No baby in the world is just like yours. Nature's pattern for development is universal, but each baby has his own style and timing. Here are some examples:
No two days are alike: sleeping and eating times may vary widely.
Babies have likes and dislikes from day one.
Some babies want to be held and carried almost all the time; others don't.
Some babies like vigorous handling; some like to be handled gently.
Some babies lie quietly and observe their world; others wave and kick like cyclists.
Some babies poop every time they eat; some poop every couple of days.
Boys and girls are different from the start in many more ways than just their genitalia.
Some babies reject everyone's care but Mom's for now.
Few babies can simply be put to bed. Most must suck, cry, or be rocked first.
Babies' sucking urge is so strong that it is usually not satisfied during feedings alone.
Most babies cry for two or more hours out of every twenty four.

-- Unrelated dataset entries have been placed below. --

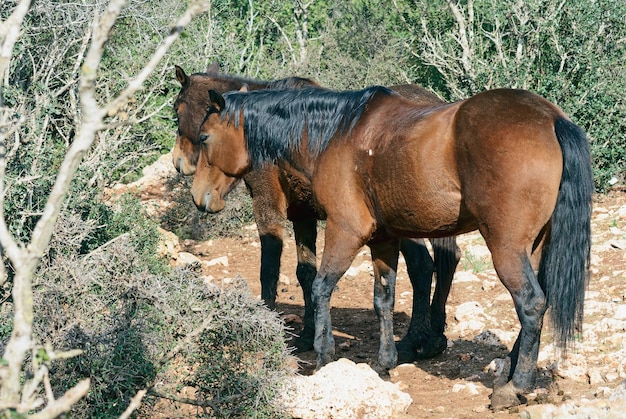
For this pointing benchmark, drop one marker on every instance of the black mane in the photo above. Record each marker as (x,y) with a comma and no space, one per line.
(276,120)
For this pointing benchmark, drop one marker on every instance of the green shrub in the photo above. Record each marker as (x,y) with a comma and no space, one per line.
(241,357)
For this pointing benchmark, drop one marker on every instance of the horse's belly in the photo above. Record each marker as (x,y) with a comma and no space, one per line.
(428,215)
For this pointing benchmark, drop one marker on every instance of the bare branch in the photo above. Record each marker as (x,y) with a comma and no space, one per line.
(135,402)
(9,34)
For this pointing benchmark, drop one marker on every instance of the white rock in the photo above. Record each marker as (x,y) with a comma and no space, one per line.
(222,260)
(620,313)
(344,390)
(186,258)
(469,311)
(465,276)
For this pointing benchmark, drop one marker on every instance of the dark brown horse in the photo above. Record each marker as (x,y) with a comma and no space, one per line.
(279,194)
(506,162)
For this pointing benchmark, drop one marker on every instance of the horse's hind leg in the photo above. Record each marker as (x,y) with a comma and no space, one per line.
(516,273)
(415,344)
(340,249)
(447,255)
(305,231)
(385,258)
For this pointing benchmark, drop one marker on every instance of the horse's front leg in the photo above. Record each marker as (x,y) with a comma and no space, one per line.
(269,209)
(305,232)
(340,249)
(385,259)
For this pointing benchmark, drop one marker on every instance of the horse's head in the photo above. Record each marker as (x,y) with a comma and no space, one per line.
(223,157)
(190,107)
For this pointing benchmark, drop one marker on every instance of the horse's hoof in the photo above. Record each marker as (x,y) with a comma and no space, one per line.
(323,359)
(434,347)
(413,351)
(303,343)
(504,397)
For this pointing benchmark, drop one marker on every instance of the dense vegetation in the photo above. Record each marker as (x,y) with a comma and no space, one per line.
(103,256)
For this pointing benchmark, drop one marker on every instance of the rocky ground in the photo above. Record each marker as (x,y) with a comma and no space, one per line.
(482,324)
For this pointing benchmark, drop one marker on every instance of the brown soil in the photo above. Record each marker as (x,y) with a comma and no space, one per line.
(430,383)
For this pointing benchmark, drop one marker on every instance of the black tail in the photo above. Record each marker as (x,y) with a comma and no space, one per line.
(564,269)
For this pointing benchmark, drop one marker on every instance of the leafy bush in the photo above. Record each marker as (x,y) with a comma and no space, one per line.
(241,356)
(134,322)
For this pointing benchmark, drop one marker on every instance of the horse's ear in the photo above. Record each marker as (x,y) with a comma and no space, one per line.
(217,100)
(182,78)
(213,68)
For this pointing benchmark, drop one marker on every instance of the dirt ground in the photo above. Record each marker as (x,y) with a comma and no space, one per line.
(456,383)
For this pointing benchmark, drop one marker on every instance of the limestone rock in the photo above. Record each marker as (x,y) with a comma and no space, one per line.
(344,390)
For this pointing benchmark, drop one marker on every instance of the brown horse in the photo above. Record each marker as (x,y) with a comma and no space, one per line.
(278,194)
(506,162)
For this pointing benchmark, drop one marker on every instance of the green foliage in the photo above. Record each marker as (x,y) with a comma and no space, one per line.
(241,357)
(184,219)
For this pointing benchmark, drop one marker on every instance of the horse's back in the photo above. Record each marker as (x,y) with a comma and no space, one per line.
(509,160)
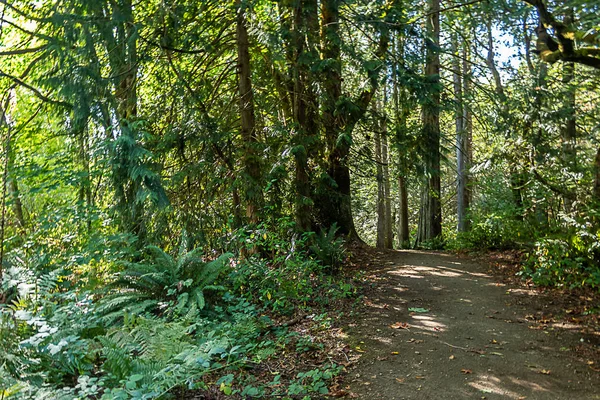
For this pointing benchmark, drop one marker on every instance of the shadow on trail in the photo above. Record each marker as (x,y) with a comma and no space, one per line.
(438,327)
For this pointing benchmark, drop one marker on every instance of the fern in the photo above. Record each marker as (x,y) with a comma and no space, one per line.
(161,281)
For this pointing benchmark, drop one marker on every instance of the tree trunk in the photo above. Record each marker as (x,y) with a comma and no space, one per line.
(430,219)
(304,104)
(335,204)
(459,120)
(381,222)
(253,192)
(468,136)
(403,231)
(335,200)
(389,231)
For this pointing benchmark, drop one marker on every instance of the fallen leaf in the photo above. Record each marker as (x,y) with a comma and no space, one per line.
(400,325)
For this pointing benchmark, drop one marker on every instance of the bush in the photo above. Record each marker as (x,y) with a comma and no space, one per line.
(572,261)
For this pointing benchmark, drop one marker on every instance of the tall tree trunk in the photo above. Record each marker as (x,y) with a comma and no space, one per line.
(463,122)
(304,103)
(468,137)
(253,192)
(569,131)
(381,222)
(403,231)
(336,204)
(401,111)
(430,219)
(459,122)
(389,231)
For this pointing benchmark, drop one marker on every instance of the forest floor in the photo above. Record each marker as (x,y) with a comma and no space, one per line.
(440,326)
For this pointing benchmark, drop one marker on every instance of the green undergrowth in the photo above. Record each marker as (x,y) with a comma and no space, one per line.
(565,256)
(165,322)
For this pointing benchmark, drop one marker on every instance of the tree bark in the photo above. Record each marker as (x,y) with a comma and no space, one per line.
(335,198)
(389,231)
(253,192)
(430,219)
(380,190)
(305,109)
(460,125)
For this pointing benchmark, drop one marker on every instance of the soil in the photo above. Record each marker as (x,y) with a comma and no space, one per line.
(440,326)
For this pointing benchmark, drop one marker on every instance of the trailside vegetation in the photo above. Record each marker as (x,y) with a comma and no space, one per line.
(182,182)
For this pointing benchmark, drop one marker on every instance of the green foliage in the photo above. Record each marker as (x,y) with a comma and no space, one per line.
(328,248)
(162,284)
(572,261)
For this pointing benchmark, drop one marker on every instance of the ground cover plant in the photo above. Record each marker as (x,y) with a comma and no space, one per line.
(184,185)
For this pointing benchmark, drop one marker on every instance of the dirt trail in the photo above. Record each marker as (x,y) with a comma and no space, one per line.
(467,337)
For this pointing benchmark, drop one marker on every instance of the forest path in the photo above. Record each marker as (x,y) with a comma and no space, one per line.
(436,326)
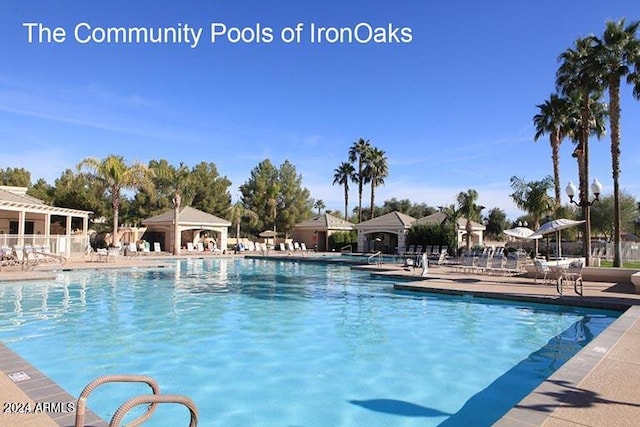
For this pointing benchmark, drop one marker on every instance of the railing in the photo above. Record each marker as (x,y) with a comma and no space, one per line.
(378,260)
(151,399)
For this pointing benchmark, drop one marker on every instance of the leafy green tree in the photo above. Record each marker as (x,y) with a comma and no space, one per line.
(18,177)
(533,198)
(375,171)
(555,118)
(357,153)
(296,203)
(42,190)
(319,204)
(210,190)
(113,176)
(577,78)
(276,196)
(342,175)
(469,209)
(618,56)
(77,191)
(237,212)
(496,222)
(258,194)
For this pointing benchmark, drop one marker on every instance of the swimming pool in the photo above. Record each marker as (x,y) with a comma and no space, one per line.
(277,343)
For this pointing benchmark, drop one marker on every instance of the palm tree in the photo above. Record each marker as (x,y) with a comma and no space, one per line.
(577,78)
(237,212)
(618,54)
(319,204)
(469,209)
(554,118)
(375,171)
(113,174)
(452,214)
(342,175)
(177,181)
(357,153)
(533,198)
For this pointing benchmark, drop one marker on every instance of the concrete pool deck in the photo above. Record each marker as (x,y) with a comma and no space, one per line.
(598,386)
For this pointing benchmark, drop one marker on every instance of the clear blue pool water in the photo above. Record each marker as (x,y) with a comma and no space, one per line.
(265,343)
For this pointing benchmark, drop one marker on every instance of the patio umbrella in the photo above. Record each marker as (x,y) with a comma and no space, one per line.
(269,234)
(521,233)
(555,226)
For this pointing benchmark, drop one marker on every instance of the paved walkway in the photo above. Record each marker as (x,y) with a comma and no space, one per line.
(599,386)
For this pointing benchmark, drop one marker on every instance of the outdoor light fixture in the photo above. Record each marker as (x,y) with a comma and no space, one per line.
(596,189)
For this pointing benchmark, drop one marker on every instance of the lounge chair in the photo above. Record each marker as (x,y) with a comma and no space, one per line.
(542,271)
(572,275)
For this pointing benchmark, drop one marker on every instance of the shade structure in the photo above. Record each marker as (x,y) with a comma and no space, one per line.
(268,233)
(556,226)
(521,233)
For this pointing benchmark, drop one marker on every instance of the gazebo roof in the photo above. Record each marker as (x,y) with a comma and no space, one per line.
(326,222)
(439,217)
(187,215)
(393,219)
(16,199)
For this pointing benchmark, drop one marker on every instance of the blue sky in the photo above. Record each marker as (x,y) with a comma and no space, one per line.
(452,108)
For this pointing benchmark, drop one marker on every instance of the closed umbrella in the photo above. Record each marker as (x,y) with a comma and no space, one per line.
(555,226)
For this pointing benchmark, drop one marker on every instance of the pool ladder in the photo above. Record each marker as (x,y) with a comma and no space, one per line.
(377,256)
(151,400)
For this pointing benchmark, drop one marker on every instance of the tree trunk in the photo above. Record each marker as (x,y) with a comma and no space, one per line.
(360,182)
(614,123)
(584,182)
(177,237)
(346,203)
(373,196)
(555,157)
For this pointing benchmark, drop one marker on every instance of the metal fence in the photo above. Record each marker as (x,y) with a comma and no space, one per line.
(69,246)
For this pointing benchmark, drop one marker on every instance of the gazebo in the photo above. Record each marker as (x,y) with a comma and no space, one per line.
(315,232)
(385,233)
(193,224)
(25,220)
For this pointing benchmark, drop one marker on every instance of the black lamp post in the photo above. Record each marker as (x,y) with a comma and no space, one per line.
(585,204)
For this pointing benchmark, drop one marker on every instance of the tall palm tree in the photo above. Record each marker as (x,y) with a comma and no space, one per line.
(577,77)
(533,198)
(357,154)
(177,181)
(319,204)
(618,54)
(554,118)
(375,171)
(469,209)
(114,175)
(342,175)
(452,214)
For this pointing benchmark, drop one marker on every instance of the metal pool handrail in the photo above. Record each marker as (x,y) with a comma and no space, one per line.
(82,400)
(379,255)
(152,399)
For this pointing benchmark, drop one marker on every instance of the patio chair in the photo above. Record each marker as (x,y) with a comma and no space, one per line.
(542,270)
(572,275)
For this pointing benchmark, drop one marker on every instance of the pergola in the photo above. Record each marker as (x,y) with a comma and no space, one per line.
(23,217)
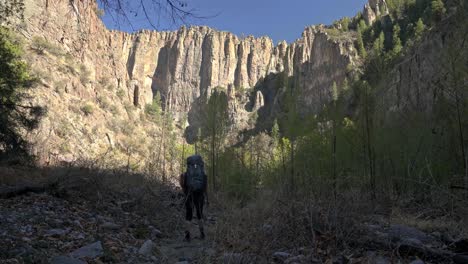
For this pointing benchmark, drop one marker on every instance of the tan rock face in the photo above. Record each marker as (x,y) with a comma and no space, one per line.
(183,65)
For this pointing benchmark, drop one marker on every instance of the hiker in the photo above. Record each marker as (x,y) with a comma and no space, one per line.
(194,184)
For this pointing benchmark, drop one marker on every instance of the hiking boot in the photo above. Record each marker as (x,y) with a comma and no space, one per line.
(200,227)
(187,236)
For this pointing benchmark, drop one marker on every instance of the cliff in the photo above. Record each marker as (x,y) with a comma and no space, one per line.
(183,66)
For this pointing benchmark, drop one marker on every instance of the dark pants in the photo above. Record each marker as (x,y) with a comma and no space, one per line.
(194,199)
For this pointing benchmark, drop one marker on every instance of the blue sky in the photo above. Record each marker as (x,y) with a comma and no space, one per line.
(278,19)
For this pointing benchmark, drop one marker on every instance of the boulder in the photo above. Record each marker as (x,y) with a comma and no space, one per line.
(66,260)
(89,251)
(147,248)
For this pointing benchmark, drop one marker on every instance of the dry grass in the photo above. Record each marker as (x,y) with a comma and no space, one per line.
(299,226)
(136,193)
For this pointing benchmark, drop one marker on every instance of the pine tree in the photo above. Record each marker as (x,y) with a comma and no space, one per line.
(419,29)
(379,45)
(15,80)
(360,44)
(437,10)
(397,47)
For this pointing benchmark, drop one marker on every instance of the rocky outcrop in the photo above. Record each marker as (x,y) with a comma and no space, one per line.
(183,66)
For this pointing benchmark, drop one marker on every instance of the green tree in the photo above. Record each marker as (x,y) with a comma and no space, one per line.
(9,9)
(360,45)
(215,128)
(419,29)
(361,27)
(15,81)
(437,10)
(397,46)
(153,110)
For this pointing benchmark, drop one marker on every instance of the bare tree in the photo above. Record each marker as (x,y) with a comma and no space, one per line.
(154,11)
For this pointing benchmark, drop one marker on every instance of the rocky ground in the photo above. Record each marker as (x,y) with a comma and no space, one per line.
(41,228)
(46,228)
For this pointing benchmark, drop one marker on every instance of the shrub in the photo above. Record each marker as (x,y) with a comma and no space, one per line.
(103,102)
(41,45)
(84,74)
(120,93)
(114,110)
(87,109)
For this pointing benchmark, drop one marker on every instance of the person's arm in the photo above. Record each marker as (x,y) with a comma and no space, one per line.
(206,190)
(182,181)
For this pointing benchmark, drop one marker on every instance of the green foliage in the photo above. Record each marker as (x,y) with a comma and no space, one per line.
(84,75)
(378,47)
(87,109)
(419,29)
(397,47)
(9,9)
(360,41)
(41,45)
(437,10)
(98,11)
(153,110)
(345,23)
(15,81)
(103,102)
(121,93)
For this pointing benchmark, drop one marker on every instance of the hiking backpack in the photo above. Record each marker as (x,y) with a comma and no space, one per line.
(195,174)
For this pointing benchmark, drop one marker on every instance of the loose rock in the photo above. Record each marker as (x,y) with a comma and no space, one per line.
(90,251)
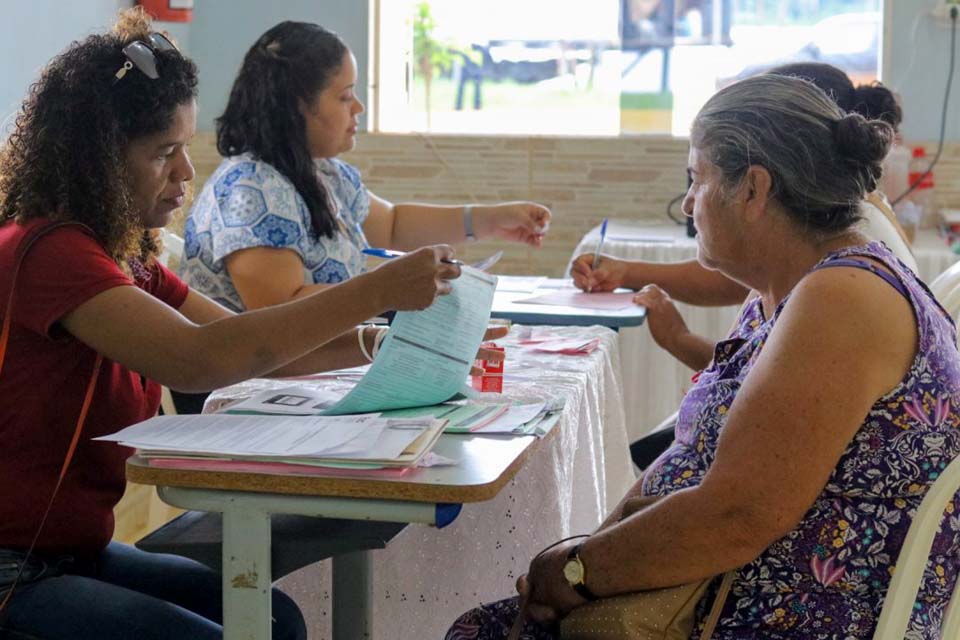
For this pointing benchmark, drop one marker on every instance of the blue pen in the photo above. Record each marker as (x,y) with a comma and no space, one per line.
(390,253)
(596,254)
(603,236)
(383,253)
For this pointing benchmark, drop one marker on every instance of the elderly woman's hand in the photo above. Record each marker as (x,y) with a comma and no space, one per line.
(608,275)
(666,324)
(525,222)
(550,595)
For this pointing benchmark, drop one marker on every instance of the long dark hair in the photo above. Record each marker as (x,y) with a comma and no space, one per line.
(289,64)
(873,101)
(65,158)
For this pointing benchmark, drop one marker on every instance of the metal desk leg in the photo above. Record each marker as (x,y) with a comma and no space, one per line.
(247,601)
(352,610)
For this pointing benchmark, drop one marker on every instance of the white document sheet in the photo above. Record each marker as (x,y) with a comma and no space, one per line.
(290,401)
(237,435)
(609,301)
(515,417)
(427,354)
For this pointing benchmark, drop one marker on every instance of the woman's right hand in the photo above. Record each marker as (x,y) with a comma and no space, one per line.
(413,281)
(608,275)
(663,319)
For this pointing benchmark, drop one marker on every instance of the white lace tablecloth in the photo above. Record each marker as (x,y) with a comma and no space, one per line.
(426,577)
(653,381)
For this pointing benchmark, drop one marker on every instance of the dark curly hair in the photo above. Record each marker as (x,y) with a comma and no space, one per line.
(65,159)
(289,64)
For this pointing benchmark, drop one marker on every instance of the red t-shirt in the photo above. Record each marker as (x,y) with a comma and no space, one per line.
(42,385)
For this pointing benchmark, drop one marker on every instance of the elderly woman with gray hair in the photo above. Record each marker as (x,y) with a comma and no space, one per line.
(804,449)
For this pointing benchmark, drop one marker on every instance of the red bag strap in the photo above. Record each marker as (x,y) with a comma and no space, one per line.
(35,234)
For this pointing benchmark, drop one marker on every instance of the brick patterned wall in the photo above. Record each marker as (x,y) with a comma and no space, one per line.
(580,179)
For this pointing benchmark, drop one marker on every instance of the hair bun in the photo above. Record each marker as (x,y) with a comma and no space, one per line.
(863,144)
(876,102)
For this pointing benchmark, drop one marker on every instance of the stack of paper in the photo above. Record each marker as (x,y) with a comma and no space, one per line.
(361,440)
(562,346)
(500,418)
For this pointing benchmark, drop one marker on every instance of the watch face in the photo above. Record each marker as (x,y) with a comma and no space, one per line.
(573,571)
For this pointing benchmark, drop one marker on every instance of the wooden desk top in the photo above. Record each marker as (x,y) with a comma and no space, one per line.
(485,465)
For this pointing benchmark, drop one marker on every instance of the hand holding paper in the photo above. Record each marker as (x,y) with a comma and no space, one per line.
(427,355)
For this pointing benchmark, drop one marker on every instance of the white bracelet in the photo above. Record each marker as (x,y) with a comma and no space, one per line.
(378,340)
(468,223)
(363,347)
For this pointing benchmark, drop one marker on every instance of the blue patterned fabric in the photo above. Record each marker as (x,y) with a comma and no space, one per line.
(248,203)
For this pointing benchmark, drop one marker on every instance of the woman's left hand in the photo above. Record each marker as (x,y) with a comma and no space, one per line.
(551,596)
(525,222)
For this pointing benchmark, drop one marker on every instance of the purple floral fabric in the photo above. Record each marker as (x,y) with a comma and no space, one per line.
(828,577)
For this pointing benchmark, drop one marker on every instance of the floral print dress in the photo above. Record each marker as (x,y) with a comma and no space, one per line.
(827,578)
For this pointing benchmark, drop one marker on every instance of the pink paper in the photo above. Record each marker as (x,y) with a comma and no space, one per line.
(582,300)
(272,468)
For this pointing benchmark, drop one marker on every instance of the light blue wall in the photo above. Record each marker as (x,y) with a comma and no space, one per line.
(33,32)
(919,59)
(222,32)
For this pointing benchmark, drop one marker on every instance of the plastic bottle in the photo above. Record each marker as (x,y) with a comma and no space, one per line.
(924,196)
(894,183)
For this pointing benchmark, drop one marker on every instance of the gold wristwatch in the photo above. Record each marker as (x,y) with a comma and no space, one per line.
(576,574)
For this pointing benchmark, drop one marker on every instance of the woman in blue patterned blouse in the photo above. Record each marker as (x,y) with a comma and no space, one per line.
(282,217)
(804,449)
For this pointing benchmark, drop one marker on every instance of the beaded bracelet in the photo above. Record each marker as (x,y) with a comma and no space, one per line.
(363,347)
(377,341)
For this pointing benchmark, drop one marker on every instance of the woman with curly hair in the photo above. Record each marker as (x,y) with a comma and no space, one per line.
(282,216)
(98,163)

Babies are often fussiest during evening hours.
Colic is intense crying for extended times throughout the day. Babies usually outgrow it by four months.
Some babies are easy, and some are just plain hard to live with at first.
Babies are learning all the time. They imitate and differentiate and categorize.
Babies begin their use of language with lots of different sounds. They imitate human sounds, rather than the clock or refrigerator. They concentrate on the sounds of their parents' speech: Swedish babies focus on Swedish sounds.
Babies like to look at faces, especially eyes. They can see clearly about ten inches away at birth - just the distance for focusing on your face when cradled in your arms.
Babies become extremely distressed when parents break a normal, happy exchange and stare blankly at them without speaking.
Babies have a variety of smiles, including a special one for Mom and Dad. Others smile after solving a problem, for strangers, and in relief after realizing that something frightening is not really threatening.
Babies learn very fast, perhaps taking in and assimilating more information in the first six months of their lives than in any other similar stretch of time.
Babies need to keep you close, so they come packaged with several traits that make it rewarding for you to stay near them. Parents need not fear that open, unabashed displays of affection will "spoil" an infant.
Babies' skin invites caressing, and their cheeks are made for kissing.
They fit perfectly in your arms.
Babies like an easy transition from the womb; they respond to hearing Mom's heartbeat, feeling warmth, being swaddled, and being walked.
They don't have adult motives like revenge or "teaching you a lesson."
They are forgiving.
They display relief when you are dependable.
They are wonderfully cute and fascinating.
Reading your baby's clues and responding to them effectively will help you make a good beginning together. Keep your baby close, learn with him, protect him, and celebrate love.